The former query can be performed just using the REST Splout SQL interface. For the former query the URL would be the following:
Multiple tables per tablespace are allowed. But all of them must be partitioned by the same key. We are going to create two different tablespaces:
|country||partitioned by country|
|city||partitioned by country_code|
|country_language||full table present in all partitions|
|country||partitioned by continent and region|
|country_language||full table present in all partitions|
The structure of these tablespaces, and the the specification of the input data are in the files: world-pby-country.json and world-pby-continent-region.json
Launch the following command to create both tablespaces:
hadoop jar splout-*-hadoop*.jar generate --output database-files --tablespacefile \ examples/world/world-pby-country.json --tablespacefile examples/world/world-pby-continent-region.json
Have a look to the database-files folder:
hadoop fs -ls database-files
At this point, the tablespace files have been created, but they are not still present at Splout SQL. We have to deploy them. We can deploy both tablespaces at the same time atomically, so we can be sure that information between tablespaces will be consistent.
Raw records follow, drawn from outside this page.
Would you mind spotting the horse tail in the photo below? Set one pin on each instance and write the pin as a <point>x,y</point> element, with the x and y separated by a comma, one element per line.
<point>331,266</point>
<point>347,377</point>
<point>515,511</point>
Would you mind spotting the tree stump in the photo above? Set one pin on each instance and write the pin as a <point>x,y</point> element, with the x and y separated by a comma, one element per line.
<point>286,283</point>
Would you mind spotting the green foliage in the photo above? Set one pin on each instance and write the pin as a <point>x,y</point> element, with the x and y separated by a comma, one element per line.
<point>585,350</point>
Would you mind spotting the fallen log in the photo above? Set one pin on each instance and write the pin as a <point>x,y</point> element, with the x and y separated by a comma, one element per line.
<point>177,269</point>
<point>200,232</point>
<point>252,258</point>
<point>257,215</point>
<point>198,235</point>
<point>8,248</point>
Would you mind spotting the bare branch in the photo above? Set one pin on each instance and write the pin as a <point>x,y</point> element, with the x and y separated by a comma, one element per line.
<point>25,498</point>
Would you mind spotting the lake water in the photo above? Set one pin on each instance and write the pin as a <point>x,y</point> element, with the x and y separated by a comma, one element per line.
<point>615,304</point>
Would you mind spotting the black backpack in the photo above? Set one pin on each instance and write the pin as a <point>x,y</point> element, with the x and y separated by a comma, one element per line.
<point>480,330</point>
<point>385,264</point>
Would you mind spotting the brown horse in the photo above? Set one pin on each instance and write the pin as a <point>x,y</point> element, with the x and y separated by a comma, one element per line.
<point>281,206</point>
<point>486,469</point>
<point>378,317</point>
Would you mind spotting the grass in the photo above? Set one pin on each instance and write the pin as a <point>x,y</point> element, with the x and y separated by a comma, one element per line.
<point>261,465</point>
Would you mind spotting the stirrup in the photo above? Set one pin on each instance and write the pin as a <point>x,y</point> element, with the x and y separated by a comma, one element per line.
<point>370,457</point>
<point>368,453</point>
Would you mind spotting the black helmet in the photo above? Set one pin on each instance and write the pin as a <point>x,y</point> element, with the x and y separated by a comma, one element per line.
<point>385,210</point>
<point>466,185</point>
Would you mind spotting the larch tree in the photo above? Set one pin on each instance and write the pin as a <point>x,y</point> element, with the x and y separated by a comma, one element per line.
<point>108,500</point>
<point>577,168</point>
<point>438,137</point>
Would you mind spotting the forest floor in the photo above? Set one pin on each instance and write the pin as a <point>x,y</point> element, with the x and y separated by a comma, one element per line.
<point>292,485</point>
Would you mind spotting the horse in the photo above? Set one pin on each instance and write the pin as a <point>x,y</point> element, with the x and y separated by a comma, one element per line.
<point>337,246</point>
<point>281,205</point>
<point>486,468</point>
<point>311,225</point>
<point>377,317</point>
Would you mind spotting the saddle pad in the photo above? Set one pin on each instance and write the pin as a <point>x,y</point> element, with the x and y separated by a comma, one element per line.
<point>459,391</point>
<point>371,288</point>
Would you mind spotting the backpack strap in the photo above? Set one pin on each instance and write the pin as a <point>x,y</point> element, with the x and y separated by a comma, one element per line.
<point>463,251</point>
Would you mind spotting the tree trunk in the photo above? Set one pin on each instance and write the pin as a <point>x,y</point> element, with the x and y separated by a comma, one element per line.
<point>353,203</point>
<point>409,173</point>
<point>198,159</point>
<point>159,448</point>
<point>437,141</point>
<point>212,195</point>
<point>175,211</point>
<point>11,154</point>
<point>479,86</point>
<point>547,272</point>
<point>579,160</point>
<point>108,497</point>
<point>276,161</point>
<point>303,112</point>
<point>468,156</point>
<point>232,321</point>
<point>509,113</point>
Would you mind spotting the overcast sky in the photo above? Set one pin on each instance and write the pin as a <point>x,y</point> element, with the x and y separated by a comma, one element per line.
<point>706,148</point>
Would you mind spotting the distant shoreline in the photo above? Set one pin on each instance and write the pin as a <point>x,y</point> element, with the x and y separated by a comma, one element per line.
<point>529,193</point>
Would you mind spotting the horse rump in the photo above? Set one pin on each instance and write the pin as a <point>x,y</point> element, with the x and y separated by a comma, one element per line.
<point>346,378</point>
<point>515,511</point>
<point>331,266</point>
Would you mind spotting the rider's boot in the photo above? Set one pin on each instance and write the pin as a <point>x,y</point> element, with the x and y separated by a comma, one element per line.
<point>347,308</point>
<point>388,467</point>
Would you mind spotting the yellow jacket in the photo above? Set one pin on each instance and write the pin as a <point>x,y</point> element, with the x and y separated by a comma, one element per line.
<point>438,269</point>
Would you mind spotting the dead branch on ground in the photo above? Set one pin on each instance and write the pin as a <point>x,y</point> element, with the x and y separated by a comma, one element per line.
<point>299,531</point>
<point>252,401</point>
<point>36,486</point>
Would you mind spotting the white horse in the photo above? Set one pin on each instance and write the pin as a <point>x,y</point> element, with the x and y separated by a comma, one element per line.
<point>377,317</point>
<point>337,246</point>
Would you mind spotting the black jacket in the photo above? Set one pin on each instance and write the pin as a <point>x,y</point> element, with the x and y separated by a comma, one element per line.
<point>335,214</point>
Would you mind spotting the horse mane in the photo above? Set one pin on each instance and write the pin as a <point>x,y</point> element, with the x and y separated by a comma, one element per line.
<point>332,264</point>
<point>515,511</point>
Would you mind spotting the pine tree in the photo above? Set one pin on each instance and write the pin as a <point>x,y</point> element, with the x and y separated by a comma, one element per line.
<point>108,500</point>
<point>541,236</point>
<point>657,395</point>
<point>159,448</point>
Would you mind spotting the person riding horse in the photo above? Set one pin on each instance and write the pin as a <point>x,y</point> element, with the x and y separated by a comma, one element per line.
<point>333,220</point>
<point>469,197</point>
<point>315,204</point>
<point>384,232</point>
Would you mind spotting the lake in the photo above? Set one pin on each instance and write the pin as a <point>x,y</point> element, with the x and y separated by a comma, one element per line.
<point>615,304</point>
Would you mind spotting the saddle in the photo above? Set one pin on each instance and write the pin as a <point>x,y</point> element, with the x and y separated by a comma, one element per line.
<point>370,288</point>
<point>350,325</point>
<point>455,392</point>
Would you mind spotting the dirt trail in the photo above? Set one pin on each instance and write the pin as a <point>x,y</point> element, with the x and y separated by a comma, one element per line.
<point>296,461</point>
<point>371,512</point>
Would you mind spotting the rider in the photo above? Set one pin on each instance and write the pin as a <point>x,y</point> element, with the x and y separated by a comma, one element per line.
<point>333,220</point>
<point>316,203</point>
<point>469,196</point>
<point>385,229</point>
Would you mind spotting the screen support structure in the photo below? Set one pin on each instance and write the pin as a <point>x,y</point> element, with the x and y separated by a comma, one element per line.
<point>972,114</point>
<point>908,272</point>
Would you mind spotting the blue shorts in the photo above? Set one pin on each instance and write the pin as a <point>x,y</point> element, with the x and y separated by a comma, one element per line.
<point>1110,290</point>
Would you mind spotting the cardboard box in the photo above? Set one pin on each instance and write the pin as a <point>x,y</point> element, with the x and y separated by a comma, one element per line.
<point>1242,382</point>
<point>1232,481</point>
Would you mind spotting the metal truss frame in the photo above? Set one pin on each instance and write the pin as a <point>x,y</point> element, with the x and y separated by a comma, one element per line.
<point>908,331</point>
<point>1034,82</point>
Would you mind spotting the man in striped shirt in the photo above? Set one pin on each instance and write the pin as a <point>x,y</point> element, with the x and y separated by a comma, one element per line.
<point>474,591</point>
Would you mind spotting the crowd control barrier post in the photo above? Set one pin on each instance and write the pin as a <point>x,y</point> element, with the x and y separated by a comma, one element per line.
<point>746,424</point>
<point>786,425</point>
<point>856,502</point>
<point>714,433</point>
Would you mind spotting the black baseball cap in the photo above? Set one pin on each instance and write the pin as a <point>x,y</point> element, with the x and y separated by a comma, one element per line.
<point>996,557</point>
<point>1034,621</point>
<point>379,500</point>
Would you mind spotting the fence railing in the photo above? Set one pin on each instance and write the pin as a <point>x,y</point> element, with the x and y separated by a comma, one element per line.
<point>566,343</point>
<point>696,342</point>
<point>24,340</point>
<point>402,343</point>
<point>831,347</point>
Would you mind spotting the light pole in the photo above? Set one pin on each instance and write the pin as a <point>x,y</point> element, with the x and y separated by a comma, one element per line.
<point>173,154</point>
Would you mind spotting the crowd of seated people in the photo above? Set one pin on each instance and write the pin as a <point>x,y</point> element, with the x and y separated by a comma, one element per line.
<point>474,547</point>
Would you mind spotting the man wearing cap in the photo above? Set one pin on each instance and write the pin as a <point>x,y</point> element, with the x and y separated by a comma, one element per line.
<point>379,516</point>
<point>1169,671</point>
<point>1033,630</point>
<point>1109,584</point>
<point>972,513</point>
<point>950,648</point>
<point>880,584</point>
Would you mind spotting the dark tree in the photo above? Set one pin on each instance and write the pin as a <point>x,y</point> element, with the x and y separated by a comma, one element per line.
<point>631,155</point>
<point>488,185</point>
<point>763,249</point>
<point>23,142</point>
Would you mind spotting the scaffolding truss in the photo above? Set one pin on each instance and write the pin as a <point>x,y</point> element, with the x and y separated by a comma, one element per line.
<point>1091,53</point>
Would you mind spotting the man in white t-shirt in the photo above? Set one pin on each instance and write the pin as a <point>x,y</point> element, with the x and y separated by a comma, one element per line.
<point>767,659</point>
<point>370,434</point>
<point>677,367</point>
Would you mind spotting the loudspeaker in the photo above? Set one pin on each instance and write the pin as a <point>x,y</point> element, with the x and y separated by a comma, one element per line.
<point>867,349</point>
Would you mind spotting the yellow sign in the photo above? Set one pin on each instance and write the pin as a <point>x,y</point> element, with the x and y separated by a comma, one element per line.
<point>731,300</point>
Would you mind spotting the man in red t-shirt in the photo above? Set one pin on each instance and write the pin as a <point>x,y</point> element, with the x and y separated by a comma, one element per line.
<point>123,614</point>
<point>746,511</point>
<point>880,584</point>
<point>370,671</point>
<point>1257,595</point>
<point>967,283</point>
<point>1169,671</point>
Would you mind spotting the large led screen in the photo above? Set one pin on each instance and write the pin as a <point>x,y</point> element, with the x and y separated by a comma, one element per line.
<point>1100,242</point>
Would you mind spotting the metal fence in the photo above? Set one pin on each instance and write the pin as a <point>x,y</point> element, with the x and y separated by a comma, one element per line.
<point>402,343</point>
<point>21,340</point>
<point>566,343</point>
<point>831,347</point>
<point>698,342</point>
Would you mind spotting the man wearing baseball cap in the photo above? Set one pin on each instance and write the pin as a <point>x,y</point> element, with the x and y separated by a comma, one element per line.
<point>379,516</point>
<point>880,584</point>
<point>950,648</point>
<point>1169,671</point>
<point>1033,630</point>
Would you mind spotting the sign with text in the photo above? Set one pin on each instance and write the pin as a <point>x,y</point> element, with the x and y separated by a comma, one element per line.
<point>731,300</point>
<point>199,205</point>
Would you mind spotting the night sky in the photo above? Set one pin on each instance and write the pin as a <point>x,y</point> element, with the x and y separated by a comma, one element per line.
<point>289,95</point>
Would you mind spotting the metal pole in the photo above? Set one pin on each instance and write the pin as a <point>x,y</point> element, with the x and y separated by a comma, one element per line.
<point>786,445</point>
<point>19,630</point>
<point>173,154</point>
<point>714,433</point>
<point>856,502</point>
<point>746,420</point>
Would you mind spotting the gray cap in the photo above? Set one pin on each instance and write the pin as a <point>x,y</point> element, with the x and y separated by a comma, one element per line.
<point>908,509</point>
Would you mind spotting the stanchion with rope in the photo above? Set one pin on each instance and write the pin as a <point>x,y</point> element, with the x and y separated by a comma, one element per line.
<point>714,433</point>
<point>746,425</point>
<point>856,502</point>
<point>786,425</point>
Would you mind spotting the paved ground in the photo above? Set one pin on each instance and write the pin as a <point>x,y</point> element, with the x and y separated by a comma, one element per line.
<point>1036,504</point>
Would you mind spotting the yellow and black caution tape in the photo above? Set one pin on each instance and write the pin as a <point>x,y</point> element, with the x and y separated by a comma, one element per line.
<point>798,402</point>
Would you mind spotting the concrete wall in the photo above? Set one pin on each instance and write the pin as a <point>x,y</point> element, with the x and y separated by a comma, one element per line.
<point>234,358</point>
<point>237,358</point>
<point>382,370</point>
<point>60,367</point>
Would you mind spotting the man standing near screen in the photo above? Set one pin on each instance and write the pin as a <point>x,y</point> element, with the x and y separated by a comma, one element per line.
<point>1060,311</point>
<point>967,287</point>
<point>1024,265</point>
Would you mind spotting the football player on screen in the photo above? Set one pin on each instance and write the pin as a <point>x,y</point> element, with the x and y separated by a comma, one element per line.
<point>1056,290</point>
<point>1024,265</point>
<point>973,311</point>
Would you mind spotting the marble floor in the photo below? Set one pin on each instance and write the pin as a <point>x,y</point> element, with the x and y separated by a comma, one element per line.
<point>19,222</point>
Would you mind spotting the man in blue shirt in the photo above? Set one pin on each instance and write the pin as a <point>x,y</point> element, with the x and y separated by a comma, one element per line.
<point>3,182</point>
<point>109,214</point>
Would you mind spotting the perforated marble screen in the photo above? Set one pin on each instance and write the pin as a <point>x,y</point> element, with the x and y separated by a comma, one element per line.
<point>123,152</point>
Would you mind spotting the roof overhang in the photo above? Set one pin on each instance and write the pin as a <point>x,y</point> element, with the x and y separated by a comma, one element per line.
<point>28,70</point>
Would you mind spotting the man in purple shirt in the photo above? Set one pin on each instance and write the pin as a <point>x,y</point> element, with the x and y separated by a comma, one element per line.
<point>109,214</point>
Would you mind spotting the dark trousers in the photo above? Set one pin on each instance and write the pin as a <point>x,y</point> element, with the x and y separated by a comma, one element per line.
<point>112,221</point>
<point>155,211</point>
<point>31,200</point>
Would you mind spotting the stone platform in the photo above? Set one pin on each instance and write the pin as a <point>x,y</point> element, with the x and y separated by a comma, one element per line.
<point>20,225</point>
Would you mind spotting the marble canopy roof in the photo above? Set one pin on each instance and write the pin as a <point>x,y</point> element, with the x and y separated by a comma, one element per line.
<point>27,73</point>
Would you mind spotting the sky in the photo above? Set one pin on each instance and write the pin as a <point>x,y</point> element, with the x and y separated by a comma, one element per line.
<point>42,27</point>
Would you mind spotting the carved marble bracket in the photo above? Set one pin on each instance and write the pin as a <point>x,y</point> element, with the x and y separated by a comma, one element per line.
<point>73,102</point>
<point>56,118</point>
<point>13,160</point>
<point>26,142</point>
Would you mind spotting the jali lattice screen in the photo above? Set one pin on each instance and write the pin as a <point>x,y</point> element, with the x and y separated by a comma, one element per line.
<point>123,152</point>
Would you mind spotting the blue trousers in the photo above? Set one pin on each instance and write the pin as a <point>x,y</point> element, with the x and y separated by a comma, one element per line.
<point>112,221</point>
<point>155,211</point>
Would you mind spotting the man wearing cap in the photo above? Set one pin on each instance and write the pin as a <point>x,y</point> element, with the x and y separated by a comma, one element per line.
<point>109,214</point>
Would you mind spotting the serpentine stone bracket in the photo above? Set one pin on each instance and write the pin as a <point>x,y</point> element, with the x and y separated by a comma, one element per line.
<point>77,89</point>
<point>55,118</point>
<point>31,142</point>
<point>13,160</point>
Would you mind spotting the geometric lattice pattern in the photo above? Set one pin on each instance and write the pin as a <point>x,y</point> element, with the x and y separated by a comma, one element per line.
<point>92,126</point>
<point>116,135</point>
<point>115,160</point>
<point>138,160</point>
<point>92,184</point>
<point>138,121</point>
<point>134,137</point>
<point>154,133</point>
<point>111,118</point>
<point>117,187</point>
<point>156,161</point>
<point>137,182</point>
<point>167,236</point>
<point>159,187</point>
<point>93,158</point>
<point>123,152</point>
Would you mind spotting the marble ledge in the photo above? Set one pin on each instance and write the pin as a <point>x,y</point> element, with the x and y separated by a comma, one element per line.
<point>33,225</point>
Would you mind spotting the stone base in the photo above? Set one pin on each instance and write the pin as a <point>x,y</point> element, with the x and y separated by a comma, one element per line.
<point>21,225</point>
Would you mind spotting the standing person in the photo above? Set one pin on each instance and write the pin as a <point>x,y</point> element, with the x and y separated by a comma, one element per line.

Whichever of the following command performs the deploy of the tablespaces.
hadoop jar splout-*-hadoop*.jar deploy -root database-files -ts world-pby-continent-region -ts world-pby-country -r 2 -q http://localhost:4412
hadoop jar splout-*-hadoop*.jar deploy --config-file examples/world/deployment.json --qnode http://localhost:4412
Now both tablespaces should be present at Splout SQL. Have a look to the console.
You can also check out the following queries:
|Tablespace||Partition key||SQL Query|
|All Japan Languages:||world-pby-country||JPN||SELECT country_language.* FROM country, country_language WHERE country.code = country_language.country_code AND country.code = "JPN"|
|Distinct districs in Japan:||world-pby-country||JPN||SELECT country.name, count(distinct district) as num_districts FROM country, city WHERE country.code = "JPN" and country.code = city.country_code|
|Population of Western Europe:||world-pby-continent-region||EuropeWestern Europe||SELECT continent,region,sum(population) total_population FROM country WHERE continent = "Europe" AND region = "Western Europe";|
|Biggest countries on Central Africa:||world-pby-continent-region||AfricaCentral Africa||SELECT name, surface_area FROM country WHERE continent = "Africa" AND region = "Central Africa" ORDER BY surface_area DESC;|
|Most talked languages on Central Africa:||world-pby-continent-region||AfricaCentral Africa||SELECT language, sum((percentage/100)*population) as people FROM country, country_language WHERE country.code = country_language.country_code AND continent = "Africa" AND region = "Central Africa" GROUP BY language ORDER BY people DESC;|
Note that all the queries presented before are compatible with the partitioning decided for the tablespace. Otherwise they would have not worked properly. Also, be careful to properly define the needed indexes in order to answer queries fast.